Sunday, February 22, 2015

Performance Pitfalls - Hibernate Criteria API

The criteria API is a way to programmatically create dynamic JPA queries in a type safe manner. It is supposed to be used when the JPA query cannot be statically defined up front because the actual query depends on input provided by the user - e.g. a search form with many optional filter conditions that can be flexibly combined in any possible way.

In hibernate the criteria API is used to create a graph of hibernate objects (implementations of the org.hibernate.Criteria interface and related objects) representing the required query. This graph of objects is then internally transformed to a JPQL query (basically a string). This string is then parsed and mapped to a SQL query. It is interesting to notice, that hibernate does not map the criteria object graph directly to SQL but rather goes through an intermediate JPQL query string. This process is repeated every time a criteria API query is executed.

Obviously, this process requires a lot of CPU cycles each time a query is executed. In cases when such queries are run very often this might already be a prohibitive factor. Unfortunately, it gets even worse.

The even more concerning issue is part of the process of transforming JPQL queries to SQL. Hibernate tries to load some of the tokens in the JPQL query as classes to determine whether they are actually classes. This results in hibernate calling ClassLoader.loadClass() with parameters like "a0", "b1" etc.

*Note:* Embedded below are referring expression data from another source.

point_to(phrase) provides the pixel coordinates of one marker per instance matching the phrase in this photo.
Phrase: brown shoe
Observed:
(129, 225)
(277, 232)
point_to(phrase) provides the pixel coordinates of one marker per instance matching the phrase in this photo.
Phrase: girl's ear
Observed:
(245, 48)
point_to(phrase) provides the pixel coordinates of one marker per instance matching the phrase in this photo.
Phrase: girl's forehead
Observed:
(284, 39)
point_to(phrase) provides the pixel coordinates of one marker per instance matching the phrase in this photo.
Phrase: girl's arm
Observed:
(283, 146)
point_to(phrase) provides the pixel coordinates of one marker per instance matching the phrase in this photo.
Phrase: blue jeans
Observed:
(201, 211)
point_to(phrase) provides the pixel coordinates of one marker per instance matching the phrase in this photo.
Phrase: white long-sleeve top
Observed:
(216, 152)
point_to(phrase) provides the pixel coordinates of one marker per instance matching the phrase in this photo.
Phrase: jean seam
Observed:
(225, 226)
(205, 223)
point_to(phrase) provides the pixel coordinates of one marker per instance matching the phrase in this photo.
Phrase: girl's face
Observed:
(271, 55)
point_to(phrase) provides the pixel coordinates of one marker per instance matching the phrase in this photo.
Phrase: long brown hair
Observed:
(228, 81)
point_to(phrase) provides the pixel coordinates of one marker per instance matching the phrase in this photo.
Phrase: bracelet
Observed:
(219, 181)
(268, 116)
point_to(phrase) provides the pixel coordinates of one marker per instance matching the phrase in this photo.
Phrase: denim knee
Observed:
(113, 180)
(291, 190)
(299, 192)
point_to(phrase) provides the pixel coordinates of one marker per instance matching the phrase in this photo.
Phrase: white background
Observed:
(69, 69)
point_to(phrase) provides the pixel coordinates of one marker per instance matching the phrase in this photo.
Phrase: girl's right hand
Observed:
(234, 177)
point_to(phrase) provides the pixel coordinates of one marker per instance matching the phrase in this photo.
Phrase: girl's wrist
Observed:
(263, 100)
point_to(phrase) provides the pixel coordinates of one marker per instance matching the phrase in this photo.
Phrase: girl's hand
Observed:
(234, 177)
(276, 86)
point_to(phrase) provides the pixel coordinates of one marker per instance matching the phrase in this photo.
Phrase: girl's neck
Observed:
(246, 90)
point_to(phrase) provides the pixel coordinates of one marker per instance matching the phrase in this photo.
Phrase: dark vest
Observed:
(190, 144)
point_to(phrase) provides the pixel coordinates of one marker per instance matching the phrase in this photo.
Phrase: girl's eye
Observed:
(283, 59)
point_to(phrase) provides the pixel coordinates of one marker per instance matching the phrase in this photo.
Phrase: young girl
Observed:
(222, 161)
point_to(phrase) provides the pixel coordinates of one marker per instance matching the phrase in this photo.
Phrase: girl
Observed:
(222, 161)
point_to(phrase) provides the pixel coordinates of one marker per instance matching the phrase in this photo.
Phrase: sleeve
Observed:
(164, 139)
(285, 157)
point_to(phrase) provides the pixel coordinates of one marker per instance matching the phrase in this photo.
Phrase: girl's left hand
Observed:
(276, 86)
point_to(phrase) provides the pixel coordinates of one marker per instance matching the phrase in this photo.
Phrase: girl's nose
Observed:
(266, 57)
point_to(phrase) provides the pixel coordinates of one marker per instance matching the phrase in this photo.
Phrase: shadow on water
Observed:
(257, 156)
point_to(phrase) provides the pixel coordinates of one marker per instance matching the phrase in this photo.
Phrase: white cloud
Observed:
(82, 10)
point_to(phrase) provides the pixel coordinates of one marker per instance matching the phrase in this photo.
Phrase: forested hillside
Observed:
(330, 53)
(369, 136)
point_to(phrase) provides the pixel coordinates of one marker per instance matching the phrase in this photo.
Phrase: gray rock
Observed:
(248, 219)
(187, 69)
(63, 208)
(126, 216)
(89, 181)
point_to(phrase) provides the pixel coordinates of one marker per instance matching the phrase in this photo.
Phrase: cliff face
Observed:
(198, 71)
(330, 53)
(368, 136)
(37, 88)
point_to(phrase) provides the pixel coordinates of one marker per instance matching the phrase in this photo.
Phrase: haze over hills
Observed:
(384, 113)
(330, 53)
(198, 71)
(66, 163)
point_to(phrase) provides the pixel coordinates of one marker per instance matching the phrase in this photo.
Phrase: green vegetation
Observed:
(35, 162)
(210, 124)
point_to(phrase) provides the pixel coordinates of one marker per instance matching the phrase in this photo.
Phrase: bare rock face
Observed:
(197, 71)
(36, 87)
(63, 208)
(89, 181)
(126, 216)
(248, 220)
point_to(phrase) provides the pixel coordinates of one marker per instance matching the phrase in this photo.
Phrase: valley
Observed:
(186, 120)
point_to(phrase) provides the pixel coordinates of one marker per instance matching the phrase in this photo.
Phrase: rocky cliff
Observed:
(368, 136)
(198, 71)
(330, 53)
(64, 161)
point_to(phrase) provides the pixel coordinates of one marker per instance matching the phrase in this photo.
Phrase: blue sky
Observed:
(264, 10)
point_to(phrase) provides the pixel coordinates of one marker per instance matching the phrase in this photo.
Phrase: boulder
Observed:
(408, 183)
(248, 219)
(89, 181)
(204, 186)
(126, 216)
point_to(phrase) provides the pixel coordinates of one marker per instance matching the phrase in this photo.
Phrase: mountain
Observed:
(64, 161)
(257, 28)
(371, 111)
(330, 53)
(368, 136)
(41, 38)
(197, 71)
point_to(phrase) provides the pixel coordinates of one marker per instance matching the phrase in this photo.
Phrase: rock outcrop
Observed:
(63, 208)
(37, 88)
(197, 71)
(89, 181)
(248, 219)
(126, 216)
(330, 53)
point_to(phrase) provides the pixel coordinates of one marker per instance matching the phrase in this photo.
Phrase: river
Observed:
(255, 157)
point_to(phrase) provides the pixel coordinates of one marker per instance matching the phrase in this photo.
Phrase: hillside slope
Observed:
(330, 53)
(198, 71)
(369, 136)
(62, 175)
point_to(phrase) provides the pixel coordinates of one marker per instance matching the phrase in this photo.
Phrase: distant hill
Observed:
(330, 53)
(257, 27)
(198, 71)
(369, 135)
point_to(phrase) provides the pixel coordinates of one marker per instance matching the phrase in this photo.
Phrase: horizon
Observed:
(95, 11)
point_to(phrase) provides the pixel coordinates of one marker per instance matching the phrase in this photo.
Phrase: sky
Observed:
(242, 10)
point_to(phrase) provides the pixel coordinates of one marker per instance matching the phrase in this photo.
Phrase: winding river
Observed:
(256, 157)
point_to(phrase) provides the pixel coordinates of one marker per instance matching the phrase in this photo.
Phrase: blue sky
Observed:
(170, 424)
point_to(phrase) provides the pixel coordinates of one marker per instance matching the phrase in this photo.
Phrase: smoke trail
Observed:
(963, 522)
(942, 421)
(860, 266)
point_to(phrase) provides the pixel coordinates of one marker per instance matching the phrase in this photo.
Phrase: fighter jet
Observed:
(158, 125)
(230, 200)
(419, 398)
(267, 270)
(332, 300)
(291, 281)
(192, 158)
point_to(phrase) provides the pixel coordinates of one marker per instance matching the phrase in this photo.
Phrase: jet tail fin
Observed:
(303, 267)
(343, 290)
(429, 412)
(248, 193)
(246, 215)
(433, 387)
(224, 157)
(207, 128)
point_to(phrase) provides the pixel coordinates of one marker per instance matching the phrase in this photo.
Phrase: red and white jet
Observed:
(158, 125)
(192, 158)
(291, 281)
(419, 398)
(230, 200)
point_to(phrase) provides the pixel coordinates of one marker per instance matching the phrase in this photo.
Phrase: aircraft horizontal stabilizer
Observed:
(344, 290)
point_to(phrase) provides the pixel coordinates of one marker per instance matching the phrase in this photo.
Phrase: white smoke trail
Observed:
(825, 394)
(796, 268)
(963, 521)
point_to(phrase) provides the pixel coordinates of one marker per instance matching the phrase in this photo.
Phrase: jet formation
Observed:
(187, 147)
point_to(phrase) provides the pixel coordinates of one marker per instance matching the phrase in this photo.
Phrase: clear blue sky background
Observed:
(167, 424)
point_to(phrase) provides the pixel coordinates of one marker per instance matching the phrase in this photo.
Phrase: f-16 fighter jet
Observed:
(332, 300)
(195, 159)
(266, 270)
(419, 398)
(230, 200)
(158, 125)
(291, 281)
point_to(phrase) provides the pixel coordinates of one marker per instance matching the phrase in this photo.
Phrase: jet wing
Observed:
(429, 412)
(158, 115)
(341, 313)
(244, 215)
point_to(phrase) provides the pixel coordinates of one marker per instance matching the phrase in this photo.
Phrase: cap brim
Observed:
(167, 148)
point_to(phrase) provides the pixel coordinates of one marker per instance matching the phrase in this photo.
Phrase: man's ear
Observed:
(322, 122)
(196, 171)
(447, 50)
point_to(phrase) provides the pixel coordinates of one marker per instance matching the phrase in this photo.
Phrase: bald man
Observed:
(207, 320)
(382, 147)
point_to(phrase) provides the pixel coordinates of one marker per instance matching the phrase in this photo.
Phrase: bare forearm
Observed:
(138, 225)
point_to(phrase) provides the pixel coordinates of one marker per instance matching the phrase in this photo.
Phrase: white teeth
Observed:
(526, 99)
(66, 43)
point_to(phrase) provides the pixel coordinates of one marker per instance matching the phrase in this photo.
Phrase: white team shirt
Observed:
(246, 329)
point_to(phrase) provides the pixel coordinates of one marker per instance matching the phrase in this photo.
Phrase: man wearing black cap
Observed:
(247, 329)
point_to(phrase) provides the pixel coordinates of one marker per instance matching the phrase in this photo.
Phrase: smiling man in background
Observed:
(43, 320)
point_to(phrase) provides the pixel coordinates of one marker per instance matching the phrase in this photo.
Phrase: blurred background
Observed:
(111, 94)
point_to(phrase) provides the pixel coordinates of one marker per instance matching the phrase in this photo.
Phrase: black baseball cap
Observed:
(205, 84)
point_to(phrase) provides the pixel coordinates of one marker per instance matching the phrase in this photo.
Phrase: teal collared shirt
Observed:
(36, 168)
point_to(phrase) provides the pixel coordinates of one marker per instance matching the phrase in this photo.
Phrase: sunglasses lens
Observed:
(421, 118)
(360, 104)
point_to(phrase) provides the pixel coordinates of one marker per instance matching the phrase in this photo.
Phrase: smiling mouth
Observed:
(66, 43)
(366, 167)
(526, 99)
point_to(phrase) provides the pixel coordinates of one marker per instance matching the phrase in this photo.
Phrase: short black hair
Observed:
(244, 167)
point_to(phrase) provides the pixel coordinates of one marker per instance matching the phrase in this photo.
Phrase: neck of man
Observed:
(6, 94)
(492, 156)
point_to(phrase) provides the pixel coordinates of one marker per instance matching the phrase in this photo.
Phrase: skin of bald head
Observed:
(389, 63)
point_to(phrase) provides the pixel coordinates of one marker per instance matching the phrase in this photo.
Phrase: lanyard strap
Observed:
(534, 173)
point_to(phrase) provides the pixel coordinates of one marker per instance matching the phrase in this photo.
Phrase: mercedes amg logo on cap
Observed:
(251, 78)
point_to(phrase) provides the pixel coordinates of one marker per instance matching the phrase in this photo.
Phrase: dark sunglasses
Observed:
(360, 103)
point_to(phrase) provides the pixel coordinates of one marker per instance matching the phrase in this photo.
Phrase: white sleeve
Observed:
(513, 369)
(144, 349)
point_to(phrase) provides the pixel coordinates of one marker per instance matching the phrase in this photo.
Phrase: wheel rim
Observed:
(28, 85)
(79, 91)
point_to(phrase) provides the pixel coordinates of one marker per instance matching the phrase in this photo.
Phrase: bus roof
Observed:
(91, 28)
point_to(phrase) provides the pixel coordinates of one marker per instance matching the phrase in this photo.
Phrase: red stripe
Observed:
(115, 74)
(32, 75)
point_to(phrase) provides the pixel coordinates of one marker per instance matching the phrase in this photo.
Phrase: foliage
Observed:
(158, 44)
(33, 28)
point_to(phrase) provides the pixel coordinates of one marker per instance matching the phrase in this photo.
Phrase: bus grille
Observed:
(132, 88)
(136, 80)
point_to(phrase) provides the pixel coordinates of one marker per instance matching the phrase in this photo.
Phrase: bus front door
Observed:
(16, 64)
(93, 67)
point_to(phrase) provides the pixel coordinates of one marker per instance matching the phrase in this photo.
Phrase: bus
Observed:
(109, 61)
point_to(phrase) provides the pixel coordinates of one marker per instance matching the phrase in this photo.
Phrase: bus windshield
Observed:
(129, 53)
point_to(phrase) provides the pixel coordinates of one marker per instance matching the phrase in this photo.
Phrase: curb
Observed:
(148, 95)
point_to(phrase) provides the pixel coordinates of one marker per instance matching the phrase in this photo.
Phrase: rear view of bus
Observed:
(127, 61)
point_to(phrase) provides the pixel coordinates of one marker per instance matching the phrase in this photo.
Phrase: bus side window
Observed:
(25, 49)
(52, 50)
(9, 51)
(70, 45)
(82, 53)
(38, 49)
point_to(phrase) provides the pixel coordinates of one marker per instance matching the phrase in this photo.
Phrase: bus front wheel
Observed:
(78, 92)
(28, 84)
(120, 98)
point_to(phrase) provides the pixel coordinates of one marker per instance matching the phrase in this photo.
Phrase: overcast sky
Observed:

Class-loaders are organized in hierarchies. In an enterprise application a WAR class-loader would have a parent EAR class-loader with a parent the application server class-loader and so on. The default behaviour of each class-loader, when looking for a class, is to first try to load the class from the parent class-loader. If this fails, it will try to load the class itself. As a result of this strategy, trying to load a non-existent class is pretty much the worst-case scenario for a class-loader - it has to look for the class in the root class-loader and in each class-loader down the hierarchy to finally determine that the class is not known and throw a ClassNotFoundException. This has two issues. First of all, normally class-loaders do not cache such cases. When a class is found, some class-loaders might remember that (cache it) so that subsequent calls are much faster. Missing classes are usually not cached. This means that looking for a non-existent class (even the same one) over and over again always hits this worst-case scenario causing each class-loader to go through all of its classes. The second issue lays in the way the some class-loaders (e.g. the WebLogic application server class-loader) which assume that loading classes does not happen that often and use a very coarse-grained locking - loading a class basically locks the class-loader through the whole search process.

Lets get back to our criteria API query. One enterprise application obviously has one single class-loader instance (and the same class-loaders on the way up in the hierarchy). Each criteria API query tries to get the lock on the same class-loader while looking for JPQL tokens. This results in all criteria API queries contending for the same locks - a high lock contention in the class-loader and sync times are what follows.

In this blog post we saw that one needs to be willing to pay a very high price to use use criteria API with hibernate. Depending on the performance requirements it might be okay for some applications. For others, however, that is absolutely prohibitive and any high-load process must not use criteria API. My advice as a performance engineer is to avoid criteria APIs as much as possible. In many cases it is possible to use a few named queries (which, by the way, go through the same JPQL to SQL process but only once upon start-up) or even revert to native SQL or other technologies.